I mentioned that not much is known about functionals at higher types. To illustrate this, let us consider what we know about continuous functionals over the natural numbers `NN`:

Dag Normann has spent a considerable amount of time thinking about higher-order total continuous functionals over the natural and the real numbers. He has shown that spaces of functionals over natural numbers may be embedded in spaces of functionals over reals. To appreciate this, try embedding `(NN -> NN) -> NN` inside `(RR -> RR) -> RR` (where we only take continuous functionals and equip spaces with sequential topologies).

I might have left you with the impression that functionals of higher order which are definable by `lambda`-calculus are not interesting at all. This is far from truth. Paul Taylor developed a formulation of topology, called Abstract Stone Duality, in which he uses some mind-boggling `lambda`-calculus of order 4 and higher to express topological notions. I suspect Haskell programmers would have an easier time understanding it than classical topologists. Mathematicians are not used to such stuff.

If we count the order of an axiom as its order under propositions-as-types translation, we discover that most axioms in mathematics go up only to order 2? For example, completness of real numbers (“every Cauchy sequence has a limit”) is an order 2 axiom. An axiom of order 3 is Pierce's law `((P=>Q)=>P)=>P`. What about an axiom of order 4?

My point is this: understanding every next level of functionals requires new concepts and fresh ideas. We have not come very far, as we seem to be stuck mostly at order 2.

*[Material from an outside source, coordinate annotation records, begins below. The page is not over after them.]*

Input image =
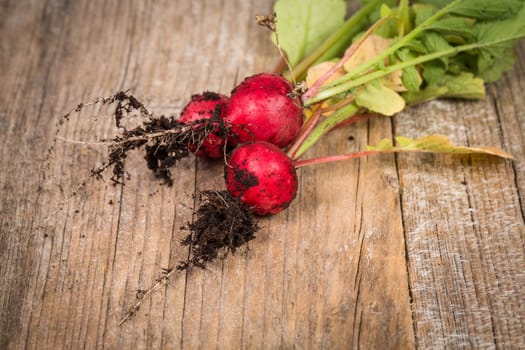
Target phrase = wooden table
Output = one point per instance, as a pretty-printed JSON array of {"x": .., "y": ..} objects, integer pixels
[{"x": 386, "y": 252}]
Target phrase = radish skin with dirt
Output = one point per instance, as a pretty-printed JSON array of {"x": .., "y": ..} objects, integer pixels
[
  {"x": 208, "y": 105},
  {"x": 385, "y": 57},
  {"x": 262, "y": 176},
  {"x": 263, "y": 108}
]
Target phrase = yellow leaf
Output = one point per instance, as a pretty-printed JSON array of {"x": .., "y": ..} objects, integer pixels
[{"x": 434, "y": 144}]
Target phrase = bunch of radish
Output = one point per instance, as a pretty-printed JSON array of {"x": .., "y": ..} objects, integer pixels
[{"x": 262, "y": 117}]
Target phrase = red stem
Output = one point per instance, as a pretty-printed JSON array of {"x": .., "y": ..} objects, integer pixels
[
  {"x": 354, "y": 119},
  {"x": 310, "y": 125},
  {"x": 330, "y": 159}
]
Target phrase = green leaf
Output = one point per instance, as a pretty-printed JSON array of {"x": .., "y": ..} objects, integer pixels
[
  {"x": 488, "y": 9},
  {"x": 455, "y": 27},
  {"x": 481, "y": 9},
  {"x": 422, "y": 12},
  {"x": 433, "y": 71},
  {"x": 434, "y": 144},
  {"x": 429, "y": 93},
  {"x": 303, "y": 24},
  {"x": 495, "y": 59},
  {"x": 378, "y": 98},
  {"x": 464, "y": 85},
  {"x": 411, "y": 78}
]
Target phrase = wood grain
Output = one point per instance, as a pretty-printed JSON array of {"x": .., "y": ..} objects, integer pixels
[{"x": 385, "y": 252}]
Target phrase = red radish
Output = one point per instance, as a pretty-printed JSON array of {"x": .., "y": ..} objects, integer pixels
[
  {"x": 262, "y": 176},
  {"x": 201, "y": 107},
  {"x": 261, "y": 109}
]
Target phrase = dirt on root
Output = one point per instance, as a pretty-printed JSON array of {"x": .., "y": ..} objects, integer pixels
[
  {"x": 222, "y": 224},
  {"x": 165, "y": 140}
]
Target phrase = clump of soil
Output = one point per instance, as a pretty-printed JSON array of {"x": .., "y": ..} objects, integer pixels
[
  {"x": 222, "y": 224},
  {"x": 165, "y": 139}
]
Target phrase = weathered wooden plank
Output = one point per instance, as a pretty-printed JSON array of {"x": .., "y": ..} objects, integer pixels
[
  {"x": 464, "y": 228},
  {"x": 329, "y": 272}
]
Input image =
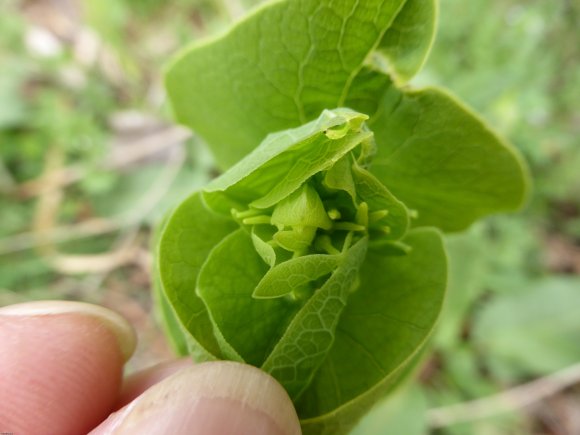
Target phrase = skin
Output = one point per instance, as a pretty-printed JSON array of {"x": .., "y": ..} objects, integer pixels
[{"x": 61, "y": 372}]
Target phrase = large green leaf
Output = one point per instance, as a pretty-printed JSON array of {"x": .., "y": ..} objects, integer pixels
[
  {"x": 440, "y": 159},
  {"x": 190, "y": 234},
  {"x": 238, "y": 88},
  {"x": 307, "y": 340},
  {"x": 285, "y": 160},
  {"x": 244, "y": 325},
  {"x": 386, "y": 322}
]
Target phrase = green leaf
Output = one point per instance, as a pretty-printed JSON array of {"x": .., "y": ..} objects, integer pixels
[
  {"x": 306, "y": 341},
  {"x": 530, "y": 331},
  {"x": 404, "y": 413},
  {"x": 250, "y": 85},
  {"x": 285, "y": 160},
  {"x": 378, "y": 197},
  {"x": 292, "y": 275},
  {"x": 385, "y": 323},
  {"x": 188, "y": 237},
  {"x": 440, "y": 159},
  {"x": 408, "y": 41},
  {"x": 263, "y": 248},
  {"x": 244, "y": 326}
]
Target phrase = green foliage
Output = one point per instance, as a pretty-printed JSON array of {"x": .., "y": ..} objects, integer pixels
[
  {"x": 529, "y": 331},
  {"x": 313, "y": 255}
]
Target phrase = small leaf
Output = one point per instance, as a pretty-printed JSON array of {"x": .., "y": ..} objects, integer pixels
[
  {"x": 284, "y": 161},
  {"x": 264, "y": 249},
  {"x": 378, "y": 197},
  {"x": 385, "y": 324},
  {"x": 301, "y": 350},
  {"x": 408, "y": 41},
  {"x": 247, "y": 326},
  {"x": 293, "y": 274},
  {"x": 188, "y": 237}
]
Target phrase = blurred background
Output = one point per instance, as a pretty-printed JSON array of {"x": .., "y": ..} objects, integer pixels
[{"x": 90, "y": 161}]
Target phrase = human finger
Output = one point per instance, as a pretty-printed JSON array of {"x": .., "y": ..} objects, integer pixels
[
  {"x": 215, "y": 398},
  {"x": 61, "y": 365}
]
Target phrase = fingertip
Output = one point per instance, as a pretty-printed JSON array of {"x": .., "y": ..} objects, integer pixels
[
  {"x": 212, "y": 399},
  {"x": 62, "y": 365}
]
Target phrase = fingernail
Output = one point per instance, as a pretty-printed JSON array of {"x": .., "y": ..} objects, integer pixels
[
  {"x": 211, "y": 399},
  {"x": 114, "y": 322}
]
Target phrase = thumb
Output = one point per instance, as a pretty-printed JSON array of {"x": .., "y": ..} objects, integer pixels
[{"x": 215, "y": 398}]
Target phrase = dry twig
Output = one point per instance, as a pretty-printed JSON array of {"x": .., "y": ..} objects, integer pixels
[{"x": 511, "y": 400}]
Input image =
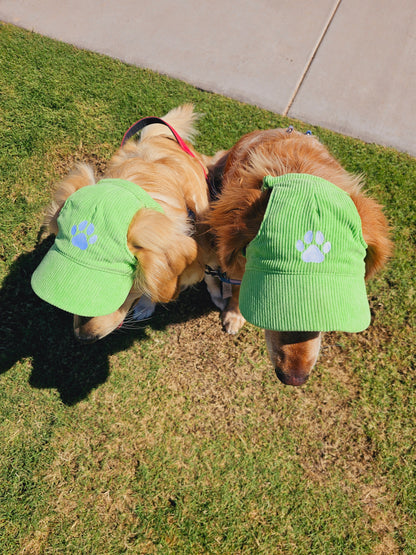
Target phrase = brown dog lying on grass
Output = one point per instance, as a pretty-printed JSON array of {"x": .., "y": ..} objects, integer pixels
[
  {"x": 128, "y": 238},
  {"x": 297, "y": 229}
]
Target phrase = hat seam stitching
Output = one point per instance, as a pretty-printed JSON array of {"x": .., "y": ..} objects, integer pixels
[{"x": 92, "y": 267}]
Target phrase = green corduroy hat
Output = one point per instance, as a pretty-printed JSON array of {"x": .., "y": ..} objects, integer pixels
[
  {"x": 305, "y": 267},
  {"x": 89, "y": 269}
]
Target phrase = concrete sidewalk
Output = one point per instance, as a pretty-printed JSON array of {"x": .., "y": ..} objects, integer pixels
[{"x": 347, "y": 65}]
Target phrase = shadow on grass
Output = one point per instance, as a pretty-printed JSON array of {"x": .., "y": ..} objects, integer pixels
[{"x": 31, "y": 328}]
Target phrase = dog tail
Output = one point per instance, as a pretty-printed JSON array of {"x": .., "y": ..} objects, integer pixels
[{"x": 183, "y": 119}]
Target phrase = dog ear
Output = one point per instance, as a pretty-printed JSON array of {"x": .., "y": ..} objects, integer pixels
[
  {"x": 163, "y": 251},
  {"x": 375, "y": 232},
  {"x": 81, "y": 176}
]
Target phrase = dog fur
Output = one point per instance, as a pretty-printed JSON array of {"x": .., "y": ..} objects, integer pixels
[
  {"x": 235, "y": 218},
  {"x": 168, "y": 257}
]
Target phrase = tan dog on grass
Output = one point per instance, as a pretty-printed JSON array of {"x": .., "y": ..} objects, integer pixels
[
  {"x": 153, "y": 256},
  {"x": 237, "y": 221}
]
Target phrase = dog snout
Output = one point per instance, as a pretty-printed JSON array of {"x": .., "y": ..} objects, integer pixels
[
  {"x": 293, "y": 354},
  {"x": 83, "y": 331}
]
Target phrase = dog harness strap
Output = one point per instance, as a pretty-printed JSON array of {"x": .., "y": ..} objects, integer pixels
[{"x": 144, "y": 122}]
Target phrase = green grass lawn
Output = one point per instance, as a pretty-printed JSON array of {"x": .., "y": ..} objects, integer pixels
[{"x": 175, "y": 438}]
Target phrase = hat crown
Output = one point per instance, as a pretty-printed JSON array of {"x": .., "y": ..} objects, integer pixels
[
  {"x": 305, "y": 267},
  {"x": 89, "y": 270}
]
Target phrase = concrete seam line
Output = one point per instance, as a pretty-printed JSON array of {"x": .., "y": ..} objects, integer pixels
[{"x": 311, "y": 58}]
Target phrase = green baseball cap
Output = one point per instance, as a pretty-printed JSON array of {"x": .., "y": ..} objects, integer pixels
[
  {"x": 305, "y": 267},
  {"x": 89, "y": 269}
]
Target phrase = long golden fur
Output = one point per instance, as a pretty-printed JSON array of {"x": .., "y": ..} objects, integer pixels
[
  {"x": 168, "y": 256},
  {"x": 235, "y": 218}
]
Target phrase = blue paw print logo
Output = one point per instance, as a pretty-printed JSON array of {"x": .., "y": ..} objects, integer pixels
[
  {"x": 313, "y": 252},
  {"x": 82, "y": 235}
]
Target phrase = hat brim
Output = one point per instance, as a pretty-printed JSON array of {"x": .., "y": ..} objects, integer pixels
[
  {"x": 78, "y": 289},
  {"x": 299, "y": 302}
]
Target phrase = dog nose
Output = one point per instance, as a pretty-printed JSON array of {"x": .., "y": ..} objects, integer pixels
[
  {"x": 85, "y": 338},
  {"x": 291, "y": 379}
]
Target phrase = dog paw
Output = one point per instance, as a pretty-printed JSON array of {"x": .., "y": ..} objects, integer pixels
[
  {"x": 82, "y": 236},
  {"x": 313, "y": 252},
  {"x": 143, "y": 309},
  {"x": 232, "y": 321}
]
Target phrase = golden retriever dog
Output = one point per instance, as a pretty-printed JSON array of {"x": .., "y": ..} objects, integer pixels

Speaking of Haskell and higher order functions, we might as well mention Chris Okasaki's

Even Higher-Order Functions for Parsing or Why Would Anyone Ever Want To Use a Sixth-Order Function?

I was just playing around with a function of order 5, and saw this blog post, so I thought I'd comment.

Call-with-current-continuation in a language with first class continuations (making the type system correspond to classical logic) has type ((p -> q) -> p) -> p, and so is order 3. However, without first class continuations, this type becomes uninhabited.

The natural analogue of call/cc when you don't have first class continuations has type: ((((p -> k) -> k) -> ((q -> k) -> k)) -> ((p -> k) -> k)) -> ((p -> k) -> k) making it order 5. The translation from classical to intuitionist logic increases the order by 2. I think it's reasonable enough to conclude that it's important, given that one form of it is distributed with most Haskell implementations as Control.Monad.Cont.callCC, in the instance of MonadCont for the type Cont k. Whether this qualifies as something having an analogue at a lower order is an interesting question. In order to lower the order of the function to make it more comprehensible, the libraries introduce the type constructor Cont, such that Cont k a is isomorphic to ((a -> k) -> k), which brings the order back down to 3. (Cont k) is then made a monad instance, and callCC is implemented for it in the instance of MonadCont. The implementation needs to actually use the structure of the type of course, making it 5th order, at least in terms of how you have to look at it during implementation.

I would count "adding up" Pierce's Law and continuations to order 5 as cheating. It's not telling us anything more than just the sum of the two concepts we put together.